Neben der DIA, die mit der Umsetzung geplanter Maßnahmen etabliert wird, stellte Digitalisierungsministerin Schramböck auch die Initiative „fit4internet“ vor, bei der auch Bürger geschult werden sollen. „Es ist nicht notwendig, dass jeder ein Steve Jobs wird, aber wir möchten allen etwas mitgeben für die Zukunft. Jeder sollte in der Lage sein, seine digitalen Endgeräte zu bedienen“, so die Ministerin. Deshalb starte man hier mit den Schulungen bei Senioren. „Österreich ist im EU-Vergleich bei Internetnutzung am drittletzten Platz. Das ist beschämend für uns und daran müssen wir arbeiten.“
5G als Infrastruktur-Boost
Für Infrastrukturminister Norbert Hofer (FPÖ) steht und fällt alles mit dem Ausbau der Infrastruktur. „Wenn ein Hotel keinen ordentlichen WLAN-Anschluss hat, werden die Gäste ausbleiben“, so sein Vergleich. „Meine Aufgabe ist es, dafür zu sorgen, dass die Breitbandmilliarde fließt. 2020 sollen die ersten Landeshauptstädte 5G haben, 2025 soll es 5G flächendeckend geben“, so der Minister. Mit der neuen Mobilfunktechnologie 5G soll sich viel ändern. „5G ist ein revolutionärer Schritt“, sagt A1-Chef und Vizepräsident der IOÖ, Marcus Grausam.
Die drei Mobilfunk-Betreiber, deren CEOs alle Vize-Präsidenten der IOÖ sind, erwarten sich von der Politik vor allem ein Entgegenkommen, was die Aufstellung von Antennen auf öffentlichem Grund betrifft. Überhöhte Mieten würden dazu führen, dass „es weniger Wettbewerb gibt. „Wir sind bereit, stark zu investieren. Jede Erleichterung, die uns ermöglicht wird, wird an das Netz zurückgegeben“, sagt Drei-CEO Jan Trinow.
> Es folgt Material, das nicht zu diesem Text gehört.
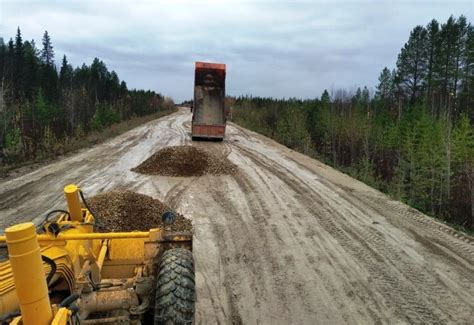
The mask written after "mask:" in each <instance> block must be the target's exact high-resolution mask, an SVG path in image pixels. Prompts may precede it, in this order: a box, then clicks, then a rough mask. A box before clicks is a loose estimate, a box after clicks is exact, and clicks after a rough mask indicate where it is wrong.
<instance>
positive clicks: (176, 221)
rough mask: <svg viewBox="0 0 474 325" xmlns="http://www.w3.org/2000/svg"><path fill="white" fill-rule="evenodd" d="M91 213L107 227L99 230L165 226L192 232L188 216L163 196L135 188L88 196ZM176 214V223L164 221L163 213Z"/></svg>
mask: <svg viewBox="0 0 474 325" xmlns="http://www.w3.org/2000/svg"><path fill="white" fill-rule="evenodd" d="M87 203H88V205H89V207H90V209H91V210H92V213H93V214H94V215H95V216H96V217H97V218H98V219H99V223H100V224H101V225H102V226H103V227H104V228H103V229H102V228H101V229H99V231H104V232H107V231H116V232H120V231H134V230H139V231H146V230H149V229H152V228H163V229H166V230H169V231H179V232H189V233H192V231H193V230H192V225H191V221H190V220H189V219H186V218H185V217H184V216H183V215H181V214H179V213H177V212H175V211H173V210H172V209H171V208H170V207H169V206H167V205H166V204H164V203H162V202H161V201H160V200H157V199H154V198H152V197H150V196H147V195H143V194H139V193H135V192H132V191H113V192H107V193H103V194H99V195H96V196H94V197H91V198H89V199H88V200H87ZM167 211H171V212H173V213H174V214H175V216H176V220H175V221H174V223H172V224H169V225H165V224H164V223H163V221H162V219H161V216H162V215H163V213H165V212H167Z"/></svg>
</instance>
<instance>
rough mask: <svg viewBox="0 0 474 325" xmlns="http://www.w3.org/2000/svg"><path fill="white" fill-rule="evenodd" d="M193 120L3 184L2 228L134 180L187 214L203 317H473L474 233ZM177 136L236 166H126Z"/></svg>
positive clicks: (148, 125)
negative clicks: (69, 185)
mask: <svg viewBox="0 0 474 325" xmlns="http://www.w3.org/2000/svg"><path fill="white" fill-rule="evenodd" d="M190 118H191V115H190V114H189V112H188V110H187V109H186V110H184V109H183V110H181V111H179V112H178V113H176V114H173V115H170V116H167V117H165V118H162V119H160V120H156V121H153V122H151V123H148V124H147V125H145V126H142V127H139V128H136V129H134V130H131V131H130V132H128V133H126V134H123V135H121V136H119V137H117V138H115V139H113V140H111V141H108V142H106V143H103V144H101V145H98V146H96V147H93V148H92V149H90V150H87V151H84V152H81V153H79V154H78V155H75V156H72V157H69V158H66V159H64V160H61V161H58V162H56V163H54V164H51V165H49V166H45V167H43V168H41V169H39V170H37V171H34V172H32V173H30V174H27V175H24V176H21V177H18V178H16V179H12V180H9V181H7V182H3V183H1V185H0V209H1V210H0V214H1V215H0V226H1V227H2V228H4V227H6V226H8V225H10V224H13V223H15V222H20V221H25V220H32V219H35V217H38V216H41V215H43V213H44V212H46V211H47V210H49V209H52V208H58V207H64V200H63V196H62V187H63V186H64V185H65V184H67V183H70V182H75V183H78V184H79V185H80V186H81V188H82V189H83V190H84V192H85V193H87V194H88V195H89V196H90V195H95V194H98V193H102V192H104V191H110V190H113V189H117V188H126V189H128V190H131V191H134V192H138V193H142V194H146V195H150V196H152V197H154V198H157V199H160V200H161V201H163V202H165V203H166V204H168V205H169V206H171V208H173V209H175V210H177V211H178V212H179V213H181V214H183V215H185V216H187V217H189V218H191V219H192V222H193V226H194V243H193V247H194V257H195V264H196V284H197V294H198V301H197V310H196V323H198V324H214V323H224V324H229V323H244V324H257V323H259V324H269V323H275V324H315V323H321V324H354V323H359V324H370V323H470V322H472V319H474V246H473V241H472V239H471V238H469V237H466V236H464V235H462V234H459V233H457V232H455V231H453V230H451V229H450V228H448V227H446V226H444V225H442V224H440V223H438V222H435V221H433V220H432V219H430V218H428V217H426V216H424V215H422V214H421V213H419V212H417V211H416V210H413V209H411V208H409V207H407V206H406V205H404V204H402V203H399V202H396V201H393V200H391V199H389V198H388V197H386V196H385V195H383V194H381V193H380V192H378V191H376V190H374V189H372V188H370V187H368V186H366V185H364V184H362V183H360V182H358V181H356V180H354V179H352V178H350V177H348V176H346V175H344V174H342V173H340V172H337V171H335V170H334V169H332V168H330V167H328V166H326V165H324V164H322V163H320V162H318V161H316V160H313V159H310V158H308V157H305V156H303V155H301V154H298V153H296V152H294V151H292V150H289V149H287V148H285V147H283V146H281V145H279V144H277V143H275V142H273V141H271V140H269V139H267V138H265V137H263V136H260V135H257V134H255V133H253V132H250V131H247V130H245V129H241V128H239V127H236V126H234V125H232V124H231V125H230V126H229V127H228V129H227V137H226V139H225V140H224V142H223V143H211V142H191V141H190V136H189V134H188V132H189V126H190ZM176 145H193V146H195V147H196V148H202V149H206V150H210V151H211V152H214V153H215V154H216V155H219V156H224V157H227V158H228V159H229V160H230V161H231V162H232V163H234V164H235V165H237V167H238V168H237V170H236V172H235V173H234V174H231V175H222V176H214V175H204V176H200V177H164V176H153V175H152V176H150V175H142V174H139V173H135V172H132V171H131V170H130V169H132V168H133V167H135V166H137V165H138V164H140V163H141V162H142V161H144V160H145V159H147V158H148V157H149V156H150V155H151V154H152V153H154V152H156V151H157V150H159V149H161V148H164V147H167V146H176ZM36 220H40V218H36Z"/></svg>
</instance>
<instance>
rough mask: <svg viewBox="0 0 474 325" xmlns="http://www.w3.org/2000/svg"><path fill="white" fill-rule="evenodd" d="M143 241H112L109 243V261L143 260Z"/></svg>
mask: <svg viewBox="0 0 474 325" xmlns="http://www.w3.org/2000/svg"><path fill="white" fill-rule="evenodd" d="M144 252H145V240H144V239H113V240H111V241H110V242H109V259H110V260H127V259H143V255H144Z"/></svg>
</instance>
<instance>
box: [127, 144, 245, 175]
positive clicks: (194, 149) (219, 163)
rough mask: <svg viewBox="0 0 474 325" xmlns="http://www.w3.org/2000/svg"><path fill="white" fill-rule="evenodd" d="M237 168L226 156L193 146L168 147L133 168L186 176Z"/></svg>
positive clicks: (136, 170)
mask: <svg viewBox="0 0 474 325" xmlns="http://www.w3.org/2000/svg"><path fill="white" fill-rule="evenodd" d="M236 170H237V166H236V165H234V164H233V163H232V162H230V161H229V160H228V159H227V158H226V157H223V156H219V155H217V154H215V153H212V152H209V151H207V150H203V149H200V148H196V147H193V146H174V147H166V148H164V149H161V150H159V151H158V152H156V153H154V154H153V155H152V156H151V157H149V158H148V159H147V160H145V161H144V162H142V163H141V164H140V165H138V166H137V167H135V168H132V171H134V172H137V173H141V174H148V175H162V176H184V177H188V176H202V175H205V174H210V175H225V174H233V173H235V172H236Z"/></svg>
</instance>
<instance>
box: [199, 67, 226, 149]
mask: <svg viewBox="0 0 474 325" xmlns="http://www.w3.org/2000/svg"><path fill="white" fill-rule="evenodd" d="M225 72H226V66H225V64H221V63H206V62H196V68H195V74H194V102H193V105H192V107H191V110H192V112H193V119H192V131H191V133H192V138H193V140H196V139H198V138H204V139H216V140H220V141H222V140H223V139H224V136H225V127H226V120H227V117H226V112H225Z"/></svg>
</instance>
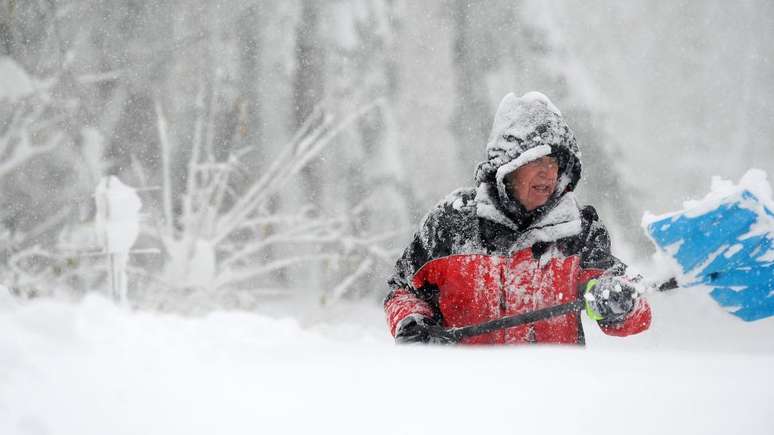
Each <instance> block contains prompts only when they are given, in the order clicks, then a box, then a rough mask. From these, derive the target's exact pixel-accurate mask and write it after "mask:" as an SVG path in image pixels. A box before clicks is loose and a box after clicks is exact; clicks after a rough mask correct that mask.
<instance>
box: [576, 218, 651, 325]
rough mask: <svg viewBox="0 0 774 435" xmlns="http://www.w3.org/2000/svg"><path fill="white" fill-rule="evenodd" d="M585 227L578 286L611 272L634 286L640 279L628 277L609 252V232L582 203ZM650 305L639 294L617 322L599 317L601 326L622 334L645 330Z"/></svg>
mask: <svg viewBox="0 0 774 435" xmlns="http://www.w3.org/2000/svg"><path fill="white" fill-rule="evenodd" d="M581 216H582V220H583V227H584V230H585V231H584V238H583V243H582V246H581V247H580V255H581V267H582V268H583V272H582V273H581V279H580V286H581V288H585V287H586V283H587V282H588V281H589V280H590V279H592V278H597V277H599V276H612V277H615V278H616V279H619V280H621V281H622V282H623V283H624V284H627V285H633V286H637V285H638V282H639V281H640V280H641V279H642V277H640V276H636V277H629V276H627V274H626V268H627V267H626V264H624V263H623V262H622V261H621V260H619V259H618V258H616V257H615V256H613V255H612V253H611V252H610V235H609V234H608V232H607V229H606V228H605V226H604V225H603V224H602V222H601V221H600V220H599V217H598V216H597V212H596V210H594V208H593V207H590V206H588V207H585V208H584V209H583V210H581ZM651 318H652V316H651V311H650V305H649V304H648V302H647V301H646V300H645V298H642V297H640V298H638V299H637V302H636V303H635V305H634V309H632V311H631V313H629V315H628V316H627V317H626V318H625V319H623V320H622V321H620V322H616V323H606V322H602V321H599V322H597V323H598V324H599V327H600V329H602V332H604V333H605V334H607V335H613V336H618V337H624V336H627V335H633V334H638V333H640V332H642V331H645V330H647V329H648V328H649V327H650V323H651Z"/></svg>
Infrastrukturminister Hofer betont, dass er den „Kontakt zwischen Wirtschaft und Politik so eng wie möglich halten und hier so viele Hürden wie möglich abbauen“ möchte.
Entscheidend für die Digitalisierung ist neben dem Ausbau der Infrastruktur allerdings auch der Aufbau von Fachkräften. „Wir als Industrie merken, dass der Nachwuchs an qualifizierten kompetenten Mitarbeitern sehr eng geworden ist“, merkt etwa T-Mobile- und UPC-Chef Andreas Bierwirth an. „Qualifizierte Migration ist keine Dauerlösung. Wir müssen in Bildung ansetzen und die Begeisterung für technische Fächer fördern.“ Ali Mahlodji, Gründer von watchado, betonte die Wichtigkeit, die Neugier bei Kindern zu wecken. „Das bedeutet auch weniger Frontalunterricht und mehr Förderung der spielerischen Kompetenzen.“
Aufgrund von diverser, internationalen Erhebungen zu dem Thema wird man künftig sehen, ob die „digitale Aufholjagd“, die sich Wirtschaft und Politik vorgenommen hat, fruchtet oder ob Österreich in den diversen Rankings weiterhin im Mittelfeld bleiben wird.